Before any morning meetings, I start my workday with an hour of catching up with trends. This is my AdAge moment. Not that I care but I feel it’s only right for a copywriter to know who WPP hired and fired last week. Then I do my current event readings in small doses — mostly because they are somber and I become too invested to remain focused on work.

Slack notifications ring throughout the typical 9–5 until I slam the laptop shut then wrap up the day with a sweaty workout. I invite high cardio to save time, keeping it under 30 minutes. Anything longer eats away at my patience.

I’m not opposed to writing at night. However, distractions intensify post-dinner. We’re wired to relax and doze off after food. Netflix, Hulu and HBO Max are all calling my name.

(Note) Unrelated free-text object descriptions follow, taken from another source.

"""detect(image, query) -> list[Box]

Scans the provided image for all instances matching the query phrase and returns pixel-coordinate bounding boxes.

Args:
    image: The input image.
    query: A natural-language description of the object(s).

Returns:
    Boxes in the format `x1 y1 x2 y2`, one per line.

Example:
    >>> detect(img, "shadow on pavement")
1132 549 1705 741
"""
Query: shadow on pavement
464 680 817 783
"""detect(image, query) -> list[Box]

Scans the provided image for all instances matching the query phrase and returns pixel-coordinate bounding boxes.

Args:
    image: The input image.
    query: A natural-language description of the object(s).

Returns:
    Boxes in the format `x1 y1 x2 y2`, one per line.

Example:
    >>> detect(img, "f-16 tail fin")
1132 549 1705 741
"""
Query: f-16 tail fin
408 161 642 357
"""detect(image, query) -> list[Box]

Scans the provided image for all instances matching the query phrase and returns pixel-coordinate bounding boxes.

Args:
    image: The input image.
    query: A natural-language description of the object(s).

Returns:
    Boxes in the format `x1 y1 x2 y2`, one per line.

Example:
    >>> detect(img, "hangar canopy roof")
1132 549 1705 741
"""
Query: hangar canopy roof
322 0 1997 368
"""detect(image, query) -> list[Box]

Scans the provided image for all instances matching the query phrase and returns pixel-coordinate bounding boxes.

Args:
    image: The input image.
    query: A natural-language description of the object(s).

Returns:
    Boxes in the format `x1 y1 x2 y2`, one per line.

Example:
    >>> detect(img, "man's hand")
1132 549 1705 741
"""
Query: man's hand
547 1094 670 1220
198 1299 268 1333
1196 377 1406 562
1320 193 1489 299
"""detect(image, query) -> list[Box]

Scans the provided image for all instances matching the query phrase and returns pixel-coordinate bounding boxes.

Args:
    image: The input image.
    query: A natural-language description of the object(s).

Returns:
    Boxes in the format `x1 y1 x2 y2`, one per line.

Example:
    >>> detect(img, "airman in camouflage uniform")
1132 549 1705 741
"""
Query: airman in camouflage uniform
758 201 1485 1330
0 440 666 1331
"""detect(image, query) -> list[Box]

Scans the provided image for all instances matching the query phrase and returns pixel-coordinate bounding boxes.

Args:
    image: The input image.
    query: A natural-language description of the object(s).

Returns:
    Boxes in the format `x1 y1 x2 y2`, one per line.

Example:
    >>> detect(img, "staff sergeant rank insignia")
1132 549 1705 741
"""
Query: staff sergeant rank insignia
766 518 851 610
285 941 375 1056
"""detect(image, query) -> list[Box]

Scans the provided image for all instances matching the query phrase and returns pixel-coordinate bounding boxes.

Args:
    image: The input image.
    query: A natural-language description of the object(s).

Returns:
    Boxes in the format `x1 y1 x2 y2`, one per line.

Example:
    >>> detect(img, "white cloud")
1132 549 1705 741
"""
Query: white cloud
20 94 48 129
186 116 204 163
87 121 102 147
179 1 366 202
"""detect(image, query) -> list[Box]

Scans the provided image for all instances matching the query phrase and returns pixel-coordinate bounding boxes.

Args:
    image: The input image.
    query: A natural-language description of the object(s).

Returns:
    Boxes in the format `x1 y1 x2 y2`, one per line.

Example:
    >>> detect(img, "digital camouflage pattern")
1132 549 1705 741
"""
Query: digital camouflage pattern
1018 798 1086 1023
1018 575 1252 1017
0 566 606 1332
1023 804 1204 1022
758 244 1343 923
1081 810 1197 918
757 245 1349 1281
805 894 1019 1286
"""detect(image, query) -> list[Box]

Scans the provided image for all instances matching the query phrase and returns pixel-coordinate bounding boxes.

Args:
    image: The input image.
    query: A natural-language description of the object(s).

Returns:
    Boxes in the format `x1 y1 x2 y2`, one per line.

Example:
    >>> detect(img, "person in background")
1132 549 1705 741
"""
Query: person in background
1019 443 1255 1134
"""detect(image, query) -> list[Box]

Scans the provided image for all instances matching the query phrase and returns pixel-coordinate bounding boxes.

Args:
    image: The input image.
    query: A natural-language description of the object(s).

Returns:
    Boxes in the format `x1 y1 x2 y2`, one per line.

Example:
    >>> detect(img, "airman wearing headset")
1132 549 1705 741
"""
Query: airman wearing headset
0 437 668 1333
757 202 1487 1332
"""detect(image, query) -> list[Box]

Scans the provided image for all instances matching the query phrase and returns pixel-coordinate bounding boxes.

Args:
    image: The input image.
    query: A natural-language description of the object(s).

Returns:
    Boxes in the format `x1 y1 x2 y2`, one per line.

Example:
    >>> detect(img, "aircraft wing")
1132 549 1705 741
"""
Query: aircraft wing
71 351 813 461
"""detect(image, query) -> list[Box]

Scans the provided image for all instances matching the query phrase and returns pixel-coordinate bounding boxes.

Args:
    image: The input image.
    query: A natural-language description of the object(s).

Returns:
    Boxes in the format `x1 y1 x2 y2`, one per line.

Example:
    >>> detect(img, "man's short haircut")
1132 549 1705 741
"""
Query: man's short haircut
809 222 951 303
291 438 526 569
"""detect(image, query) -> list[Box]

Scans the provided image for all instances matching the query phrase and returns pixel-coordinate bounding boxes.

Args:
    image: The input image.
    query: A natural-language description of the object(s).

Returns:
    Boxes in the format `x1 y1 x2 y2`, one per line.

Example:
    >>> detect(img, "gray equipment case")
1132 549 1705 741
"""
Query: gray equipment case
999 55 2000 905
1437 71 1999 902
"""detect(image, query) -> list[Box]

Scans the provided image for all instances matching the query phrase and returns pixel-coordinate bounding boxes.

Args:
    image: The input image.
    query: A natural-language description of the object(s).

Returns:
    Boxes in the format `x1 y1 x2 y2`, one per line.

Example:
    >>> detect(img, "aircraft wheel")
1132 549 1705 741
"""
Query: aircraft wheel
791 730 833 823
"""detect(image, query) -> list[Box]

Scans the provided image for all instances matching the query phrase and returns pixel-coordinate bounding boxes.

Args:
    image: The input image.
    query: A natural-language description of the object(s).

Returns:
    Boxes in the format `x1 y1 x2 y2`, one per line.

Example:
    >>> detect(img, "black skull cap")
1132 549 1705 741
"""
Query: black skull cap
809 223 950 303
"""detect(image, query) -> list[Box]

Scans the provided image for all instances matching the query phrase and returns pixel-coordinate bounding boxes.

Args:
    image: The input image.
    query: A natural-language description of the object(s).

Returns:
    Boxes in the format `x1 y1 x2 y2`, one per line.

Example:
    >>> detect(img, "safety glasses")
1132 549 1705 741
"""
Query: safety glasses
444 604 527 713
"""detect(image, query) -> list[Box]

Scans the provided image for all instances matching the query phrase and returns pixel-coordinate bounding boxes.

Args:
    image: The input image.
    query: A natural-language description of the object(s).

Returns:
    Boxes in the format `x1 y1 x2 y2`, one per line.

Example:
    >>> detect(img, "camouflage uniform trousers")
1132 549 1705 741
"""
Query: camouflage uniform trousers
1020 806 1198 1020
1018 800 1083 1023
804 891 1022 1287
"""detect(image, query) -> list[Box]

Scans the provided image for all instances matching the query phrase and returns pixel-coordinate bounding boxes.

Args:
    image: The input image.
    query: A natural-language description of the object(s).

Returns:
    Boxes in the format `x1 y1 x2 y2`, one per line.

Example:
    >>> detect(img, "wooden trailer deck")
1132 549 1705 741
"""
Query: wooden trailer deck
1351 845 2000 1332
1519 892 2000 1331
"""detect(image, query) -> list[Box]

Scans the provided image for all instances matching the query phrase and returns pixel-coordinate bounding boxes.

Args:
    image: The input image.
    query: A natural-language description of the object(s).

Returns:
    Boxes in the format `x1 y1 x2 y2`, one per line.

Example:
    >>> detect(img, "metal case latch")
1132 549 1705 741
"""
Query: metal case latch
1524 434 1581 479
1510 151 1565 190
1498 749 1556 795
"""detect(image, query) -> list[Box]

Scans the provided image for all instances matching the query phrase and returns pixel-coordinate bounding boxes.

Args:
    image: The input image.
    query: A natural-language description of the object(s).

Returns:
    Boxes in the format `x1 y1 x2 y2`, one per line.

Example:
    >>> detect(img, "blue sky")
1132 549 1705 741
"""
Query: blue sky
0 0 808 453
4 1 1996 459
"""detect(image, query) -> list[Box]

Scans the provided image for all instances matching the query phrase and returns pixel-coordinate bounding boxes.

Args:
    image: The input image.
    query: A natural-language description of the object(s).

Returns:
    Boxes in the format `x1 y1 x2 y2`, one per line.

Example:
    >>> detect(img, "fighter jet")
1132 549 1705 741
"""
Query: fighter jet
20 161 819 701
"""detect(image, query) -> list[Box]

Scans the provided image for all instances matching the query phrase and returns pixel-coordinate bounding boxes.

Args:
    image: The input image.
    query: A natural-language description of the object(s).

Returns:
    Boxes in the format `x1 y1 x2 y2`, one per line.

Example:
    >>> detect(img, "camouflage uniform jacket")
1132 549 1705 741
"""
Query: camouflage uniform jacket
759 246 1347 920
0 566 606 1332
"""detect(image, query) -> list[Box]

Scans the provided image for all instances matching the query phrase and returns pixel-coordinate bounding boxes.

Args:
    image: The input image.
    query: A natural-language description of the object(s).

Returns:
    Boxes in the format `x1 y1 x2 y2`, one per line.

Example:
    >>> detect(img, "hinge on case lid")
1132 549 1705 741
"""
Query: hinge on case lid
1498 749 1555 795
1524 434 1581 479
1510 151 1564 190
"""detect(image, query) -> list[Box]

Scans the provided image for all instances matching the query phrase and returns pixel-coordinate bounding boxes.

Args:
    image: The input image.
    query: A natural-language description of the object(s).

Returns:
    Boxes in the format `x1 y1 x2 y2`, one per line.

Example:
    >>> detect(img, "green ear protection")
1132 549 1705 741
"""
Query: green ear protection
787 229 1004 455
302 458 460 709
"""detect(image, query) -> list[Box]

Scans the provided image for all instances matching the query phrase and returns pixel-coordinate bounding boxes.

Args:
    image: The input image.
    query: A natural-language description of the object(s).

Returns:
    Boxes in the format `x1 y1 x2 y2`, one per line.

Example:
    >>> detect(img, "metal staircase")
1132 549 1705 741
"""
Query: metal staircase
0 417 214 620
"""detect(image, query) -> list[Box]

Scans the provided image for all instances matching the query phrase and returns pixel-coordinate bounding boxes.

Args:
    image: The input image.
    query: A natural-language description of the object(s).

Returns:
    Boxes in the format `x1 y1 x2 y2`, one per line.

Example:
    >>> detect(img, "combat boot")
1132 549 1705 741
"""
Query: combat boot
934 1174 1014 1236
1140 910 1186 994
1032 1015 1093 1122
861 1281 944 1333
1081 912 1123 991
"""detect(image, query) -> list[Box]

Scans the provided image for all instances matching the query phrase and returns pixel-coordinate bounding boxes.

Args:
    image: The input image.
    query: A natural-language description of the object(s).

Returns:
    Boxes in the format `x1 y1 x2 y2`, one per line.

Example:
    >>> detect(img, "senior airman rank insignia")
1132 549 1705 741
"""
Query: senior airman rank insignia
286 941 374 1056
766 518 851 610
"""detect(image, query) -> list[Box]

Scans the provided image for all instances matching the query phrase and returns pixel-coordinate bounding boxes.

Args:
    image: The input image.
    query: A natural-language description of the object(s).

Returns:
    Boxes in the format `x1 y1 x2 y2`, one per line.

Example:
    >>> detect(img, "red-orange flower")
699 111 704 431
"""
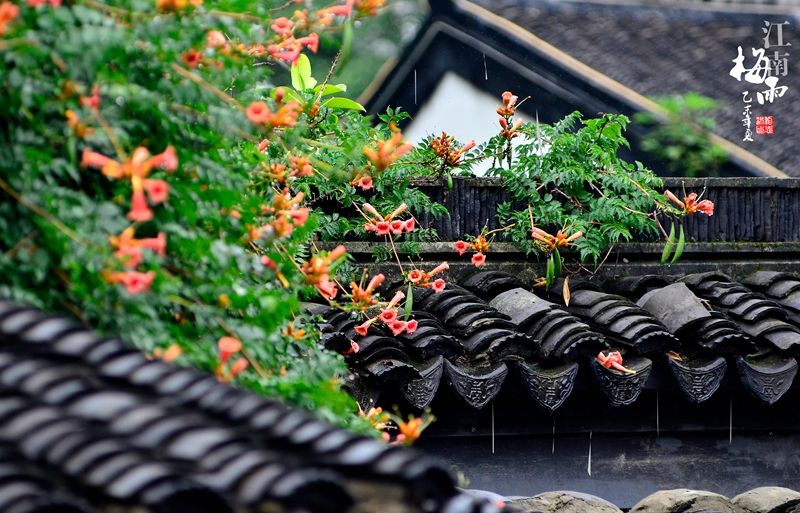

The huge TV screen mounted to the wall lures me towards it. TikTok and Instagram become deep rabbit holes. I often surrender to their temptations.

Writing before bed isn’t too kind to my brain. It’s a guarantee that unfit sleep will follow. When my mind is stirred up too close to bedtime, it boards me on a train of endless thoughts until the sun comes up. My doctor has warned me about going to bed late but I can’t help it.

I enjoy reading the New Yorker before bed. So much so that I ordered the print version to my house. (They stack up quickly so holler if you would like to share). But reading has become a taxing hobby. I’m not sure if other writers share the same sentiment, but seeing sentences ring in harmony is a slap to the face. A reminder that I should chop-chop and get to work.

In Slaughterhouse-Five, the Tralfamadorian explained why events happened by mirroring a metaphor of bugs trapped in amber — it just is — I froze in awe. We don’t question why ladybugs happened to be stuck in amber, so why do humans question events striking them? There’s no better analogy for life unfolding on earth. I wish I wrote that paragraph. Then I reflect on the distance my writing needs to travel to reach the level of wordsmithing I aspire to. Progress stalls. Writing rusts. All because I have yet to find a good time to write.

But then I promise myself: If morning isn’t the right time to write, noon is too busy for words, and night is too stressful for thoughts … then perhaps there’s no good time to write, which means it doesn’t matter when I write.

And I remember what the great literary critic Burton Rascoe once said: “A writer is working when he’s staring out of the window.”

So, I decided to just write. Dammit. Just fucking write.